Terminata la cerimonia dell'incensazione, il sacerdote dice l'Introito. Non è sempre stato questo l'uso, poiché san Gregorio nel suo Ordo ci dice che il sacerdote si parava nel Secretarium [ II secretarium corrisponde all'attuale sacrestia. «La sacrestia (secretarium) è quella sala, generalmente attigua al presbiterio, nella quale si conserva la suppellettile del culto e dove i ministri sacri indossano le vesti liturgiche»: M. Righetti, Manuale di storia liturgica, vol. I, Milano 1964, p. 480.] e si recava all'altare, preceduto dalla croce e dai candelieri, mentre il coro cantava l'Introito, il quale era più lungo che ai giorni nostri, poiché si cantava tutto il salmo, mentre attualmente si esegue solo un versetto e il Gloria Patri. Il coro, inoltre, si occupava solo di cantare tutti gli altri brani che si dovevano eseguire durante la Messa. L'uso di fare recitar al sacerdote queste differenti parti che accompagnano la celebrazione del Sacrificio venne stabilito nello stesso tempo in cui si fissò l'uso delle Messe basse, e si è finito per osservarlo nelle Messe cantate.

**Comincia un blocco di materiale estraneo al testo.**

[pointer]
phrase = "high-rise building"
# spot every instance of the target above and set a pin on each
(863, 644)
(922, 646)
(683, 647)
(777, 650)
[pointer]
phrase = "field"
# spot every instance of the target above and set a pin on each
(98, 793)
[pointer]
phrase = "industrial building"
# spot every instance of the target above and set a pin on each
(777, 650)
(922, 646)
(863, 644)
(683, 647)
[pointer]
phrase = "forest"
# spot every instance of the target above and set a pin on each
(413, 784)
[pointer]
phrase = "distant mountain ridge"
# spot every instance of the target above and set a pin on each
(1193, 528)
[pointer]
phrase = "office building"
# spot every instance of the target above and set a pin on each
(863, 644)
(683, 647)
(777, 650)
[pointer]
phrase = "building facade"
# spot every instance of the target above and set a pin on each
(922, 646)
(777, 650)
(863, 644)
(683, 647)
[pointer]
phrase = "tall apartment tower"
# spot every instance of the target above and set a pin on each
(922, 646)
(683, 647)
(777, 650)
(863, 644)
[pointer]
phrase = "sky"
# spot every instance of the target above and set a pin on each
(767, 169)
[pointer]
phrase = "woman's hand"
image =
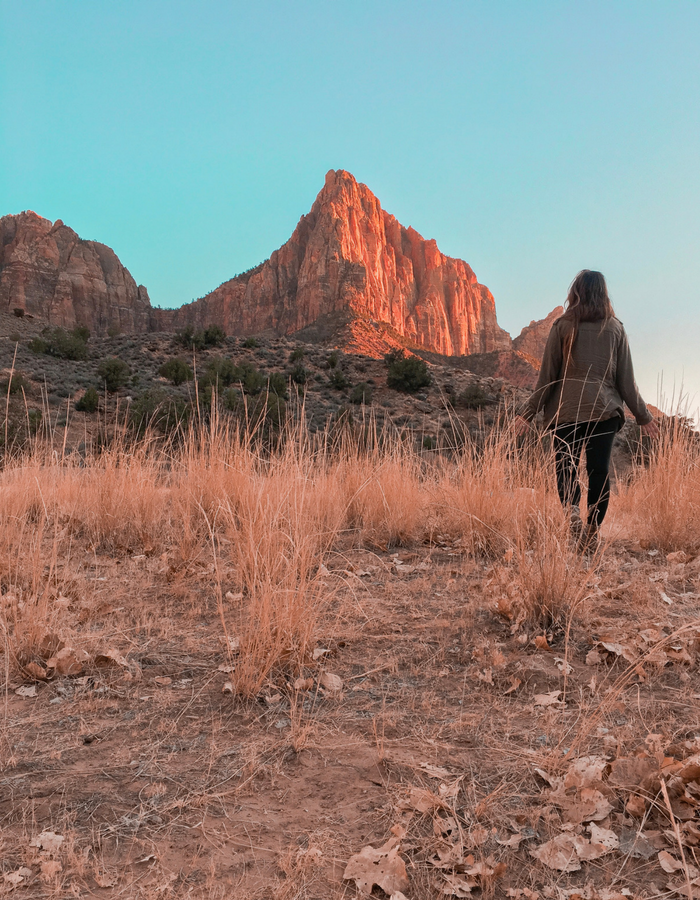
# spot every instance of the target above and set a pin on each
(522, 426)
(651, 429)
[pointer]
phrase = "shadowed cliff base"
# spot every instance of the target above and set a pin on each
(347, 262)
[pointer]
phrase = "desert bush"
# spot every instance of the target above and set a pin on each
(15, 384)
(176, 370)
(473, 397)
(200, 339)
(663, 493)
(160, 411)
(407, 373)
(361, 393)
(114, 373)
(337, 379)
(299, 375)
(277, 384)
(89, 401)
(61, 344)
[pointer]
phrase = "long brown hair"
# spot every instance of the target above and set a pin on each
(587, 301)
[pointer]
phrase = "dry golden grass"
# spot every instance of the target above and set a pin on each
(274, 517)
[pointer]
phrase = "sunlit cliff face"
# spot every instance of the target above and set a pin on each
(349, 255)
(346, 257)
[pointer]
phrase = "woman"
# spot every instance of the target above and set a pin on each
(586, 375)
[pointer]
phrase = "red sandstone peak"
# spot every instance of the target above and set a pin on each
(48, 271)
(348, 261)
(533, 337)
(348, 255)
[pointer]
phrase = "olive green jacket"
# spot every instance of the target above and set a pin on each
(592, 385)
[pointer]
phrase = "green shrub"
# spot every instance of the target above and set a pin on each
(190, 339)
(114, 372)
(221, 373)
(89, 401)
(61, 344)
(176, 370)
(407, 373)
(361, 393)
(233, 401)
(277, 384)
(16, 383)
(267, 414)
(211, 336)
(252, 380)
(338, 380)
(299, 375)
(214, 336)
(473, 397)
(159, 410)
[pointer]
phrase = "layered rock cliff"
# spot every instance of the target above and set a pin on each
(48, 271)
(349, 256)
(533, 338)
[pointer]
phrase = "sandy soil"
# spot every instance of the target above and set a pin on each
(454, 738)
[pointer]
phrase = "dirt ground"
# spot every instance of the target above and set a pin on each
(485, 758)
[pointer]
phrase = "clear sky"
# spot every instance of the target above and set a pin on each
(528, 137)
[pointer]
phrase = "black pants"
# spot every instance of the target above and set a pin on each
(596, 438)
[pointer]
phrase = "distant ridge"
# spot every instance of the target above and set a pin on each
(350, 275)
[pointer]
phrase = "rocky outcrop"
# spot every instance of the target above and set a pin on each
(48, 271)
(349, 256)
(533, 337)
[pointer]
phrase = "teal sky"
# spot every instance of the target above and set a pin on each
(530, 138)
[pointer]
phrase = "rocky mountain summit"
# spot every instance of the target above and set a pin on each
(47, 271)
(347, 259)
(350, 276)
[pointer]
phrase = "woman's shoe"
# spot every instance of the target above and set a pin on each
(575, 524)
(589, 540)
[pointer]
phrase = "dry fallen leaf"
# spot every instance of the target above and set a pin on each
(110, 657)
(26, 690)
(383, 867)
(458, 885)
(16, 878)
(50, 868)
(332, 683)
(585, 771)
(35, 671)
(514, 685)
(547, 699)
(513, 841)
(68, 661)
(559, 853)
(48, 841)
(603, 836)
(434, 771)
(670, 865)
(421, 800)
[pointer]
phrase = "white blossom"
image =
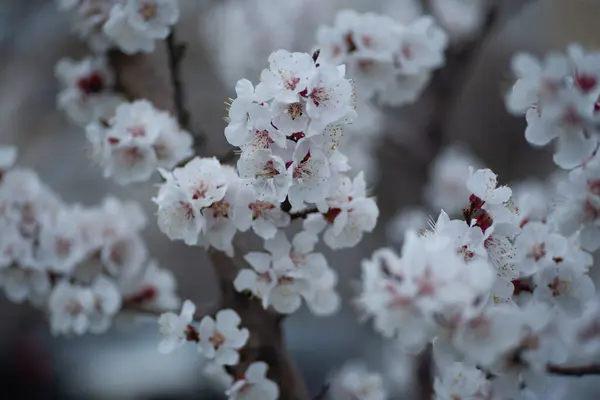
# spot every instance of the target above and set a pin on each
(254, 385)
(288, 273)
(135, 25)
(385, 57)
(462, 381)
(559, 98)
(173, 328)
(138, 140)
(565, 286)
(70, 308)
(348, 213)
(448, 175)
(356, 382)
(88, 89)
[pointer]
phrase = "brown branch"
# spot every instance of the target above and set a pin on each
(580, 370)
(175, 54)
(425, 375)
(266, 341)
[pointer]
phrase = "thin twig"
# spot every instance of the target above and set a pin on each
(425, 375)
(175, 54)
(580, 370)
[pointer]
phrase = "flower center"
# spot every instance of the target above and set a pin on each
(259, 207)
(217, 340)
(149, 10)
(538, 251)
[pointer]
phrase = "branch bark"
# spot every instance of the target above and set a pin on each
(266, 341)
(175, 53)
(581, 370)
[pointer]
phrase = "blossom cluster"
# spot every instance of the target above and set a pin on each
(288, 273)
(132, 26)
(136, 141)
(500, 294)
(219, 340)
(560, 97)
(289, 165)
(80, 265)
(386, 58)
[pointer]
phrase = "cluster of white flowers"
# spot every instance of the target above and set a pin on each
(288, 273)
(446, 189)
(499, 294)
(137, 141)
(386, 58)
(355, 381)
(287, 128)
(218, 340)
(560, 97)
(132, 26)
(78, 264)
(128, 140)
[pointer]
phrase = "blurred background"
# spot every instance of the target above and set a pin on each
(228, 40)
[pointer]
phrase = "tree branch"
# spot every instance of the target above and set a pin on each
(266, 341)
(581, 370)
(425, 375)
(175, 54)
(303, 214)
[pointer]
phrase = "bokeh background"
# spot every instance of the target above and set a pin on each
(228, 40)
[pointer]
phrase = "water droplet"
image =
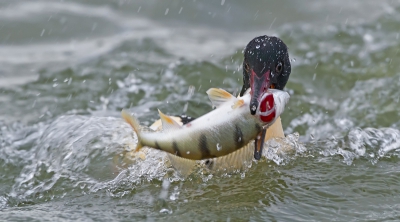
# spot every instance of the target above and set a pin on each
(219, 147)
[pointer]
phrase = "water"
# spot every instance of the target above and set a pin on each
(67, 68)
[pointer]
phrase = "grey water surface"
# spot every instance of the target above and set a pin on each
(67, 68)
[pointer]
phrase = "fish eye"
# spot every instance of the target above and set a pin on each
(279, 67)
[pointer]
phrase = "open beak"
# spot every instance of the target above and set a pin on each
(258, 84)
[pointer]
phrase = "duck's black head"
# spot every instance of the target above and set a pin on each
(266, 65)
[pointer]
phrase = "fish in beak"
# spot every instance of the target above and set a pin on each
(259, 83)
(266, 65)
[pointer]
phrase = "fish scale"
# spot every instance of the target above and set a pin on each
(220, 132)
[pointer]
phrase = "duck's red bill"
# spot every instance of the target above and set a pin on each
(259, 84)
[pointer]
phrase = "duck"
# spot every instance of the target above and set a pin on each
(266, 64)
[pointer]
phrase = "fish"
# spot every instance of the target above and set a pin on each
(222, 131)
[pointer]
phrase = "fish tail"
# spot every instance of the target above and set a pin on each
(131, 120)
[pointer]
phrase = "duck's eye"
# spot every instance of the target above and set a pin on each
(246, 67)
(279, 67)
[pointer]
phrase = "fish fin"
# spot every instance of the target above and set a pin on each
(238, 160)
(168, 123)
(131, 120)
(182, 165)
(219, 96)
(157, 125)
(238, 103)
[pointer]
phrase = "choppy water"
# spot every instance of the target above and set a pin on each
(67, 68)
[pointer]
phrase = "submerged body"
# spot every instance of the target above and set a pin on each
(220, 132)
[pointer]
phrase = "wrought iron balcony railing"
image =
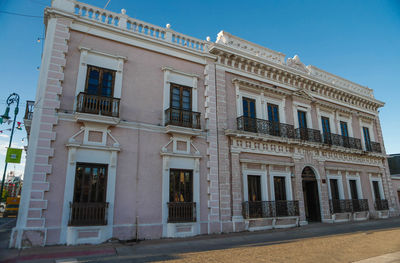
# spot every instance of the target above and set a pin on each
(382, 204)
(348, 205)
(307, 134)
(88, 214)
(373, 147)
(94, 104)
(29, 110)
(265, 126)
(179, 212)
(265, 209)
(340, 140)
(183, 118)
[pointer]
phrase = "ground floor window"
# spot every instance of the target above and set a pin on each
(334, 189)
(181, 207)
(89, 206)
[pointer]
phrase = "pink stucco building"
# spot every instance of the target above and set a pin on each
(142, 132)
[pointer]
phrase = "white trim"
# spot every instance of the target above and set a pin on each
(99, 59)
(348, 120)
(77, 154)
(188, 163)
(288, 183)
(263, 180)
(175, 76)
(297, 106)
(326, 114)
(380, 185)
(259, 109)
(339, 179)
(358, 183)
(370, 129)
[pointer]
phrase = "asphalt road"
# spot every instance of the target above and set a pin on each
(345, 242)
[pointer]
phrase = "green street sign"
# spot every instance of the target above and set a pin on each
(13, 155)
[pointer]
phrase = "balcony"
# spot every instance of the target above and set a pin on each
(343, 141)
(266, 127)
(382, 204)
(28, 115)
(181, 212)
(266, 209)
(348, 205)
(94, 104)
(182, 118)
(306, 134)
(88, 214)
(373, 147)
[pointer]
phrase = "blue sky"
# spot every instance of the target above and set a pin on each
(357, 40)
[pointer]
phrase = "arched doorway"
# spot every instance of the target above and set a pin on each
(311, 196)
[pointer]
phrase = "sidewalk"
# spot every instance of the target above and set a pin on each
(168, 249)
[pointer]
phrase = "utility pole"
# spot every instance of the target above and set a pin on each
(13, 98)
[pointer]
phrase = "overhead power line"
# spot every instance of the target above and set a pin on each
(18, 14)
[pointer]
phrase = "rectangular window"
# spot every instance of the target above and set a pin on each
(367, 139)
(249, 107)
(302, 119)
(181, 186)
(254, 186)
(90, 183)
(344, 129)
(100, 81)
(280, 187)
(181, 97)
(334, 189)
(326, 130)
(273, 117)
(353, 189)
(375, 185)
(249, 114)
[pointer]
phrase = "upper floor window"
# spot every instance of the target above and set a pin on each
(273, 112)
(344, 129)
(181, 97)
(100, 81)
(249, 107)
(302, 119)
(326, 130)
(367, 139)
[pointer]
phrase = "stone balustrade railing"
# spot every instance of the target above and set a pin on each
(235, 42)
(127, 23)
(339, 82)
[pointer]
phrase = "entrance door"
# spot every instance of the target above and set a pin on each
(311, 196)
(280, 196)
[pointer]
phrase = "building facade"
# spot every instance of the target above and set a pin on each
(394, 167)
(141, 132)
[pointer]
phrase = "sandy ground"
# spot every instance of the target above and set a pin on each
(335, 248)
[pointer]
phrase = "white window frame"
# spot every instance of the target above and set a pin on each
(370, 127)
(288, 183)
(260, 114)
(339, 178)
(279, 103)
(358, 182)
(103, 60)
(263, 182)
(380, 185)
(174, 76)
(297, 106)
(326, 114)
(348, 120)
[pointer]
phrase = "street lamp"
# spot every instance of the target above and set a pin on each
(13, 98)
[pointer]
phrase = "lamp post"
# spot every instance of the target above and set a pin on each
(13, 98)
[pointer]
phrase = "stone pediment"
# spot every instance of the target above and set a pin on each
(296, 64)
(304, 94)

Per questa ragione i Messali antichi non sono uguali a quelli utilizzati oggi. Essi contenevano semplicemente le orazioni, ossia le collette, le secrete, i postcommunio, i prefazi e il Canone, e portavano il nome di Sacramentari. Tutto ciò che si cantava si trovava nell'Antiphonarium, oggi chiamato Graduale (la maggior parte dei canti della Messa non sono, in realtà, che antifone più "ornate" di note delle antifone ordinarie).
Ai nostri giorni, da quando si è introdotto l'uso di celebrare le Messe basse, il Messale contiene tutto quello che un tempo cantava il coro, come pure le Epistole e i Vangeli.
Il sacerdote, come anche il coro, fa il segno di croce cominciando l'Introito, perché questa parte è considerata come l'inizio delle letture. Nelle Messe dei defunti si fa soltanto il segno di croce sul Messale.

V - KYRIE

Segue il Kyrie che, nelle Messe cantate, il sacerdote deve recitar al lato dell'altare, dove ha già letto l'Introito; è accompagnato dai suoi ministri che non vanno in mezzo all'altare se non quando vi si reca il sacerdote, disponendosi dietro di lui sui differenti gradini. Nelle Messe basse il sacerdote dice il Kyrie nel mezzo dell'altare.

Questa preghiera è un grido col quale la santa Chiesa invoca le tre Persone della Santissima Trinità. Le prime tre invocazioni si rivolgono al Padre, che è Signore: Kyrie, eleison; le tre seguenti s'indirizzano al Figlio incarnato, cioè a Cristo, e perciò si dice: Christe, eleison; infine le ultime tre si rivolgono allo Spirito Santo, che col Padre e col Figlio è Signore, e perciò si ripete: Kyrie, eleison, "Signore, abbi pietà". Il Figlio è ugualmente Signore col Padre e con lo Spirito Santo, ma la santa Chiesa parlando di Lui adopera la parola "Cristo", Christe, per la relazione di questo termine con l'Incarnazione.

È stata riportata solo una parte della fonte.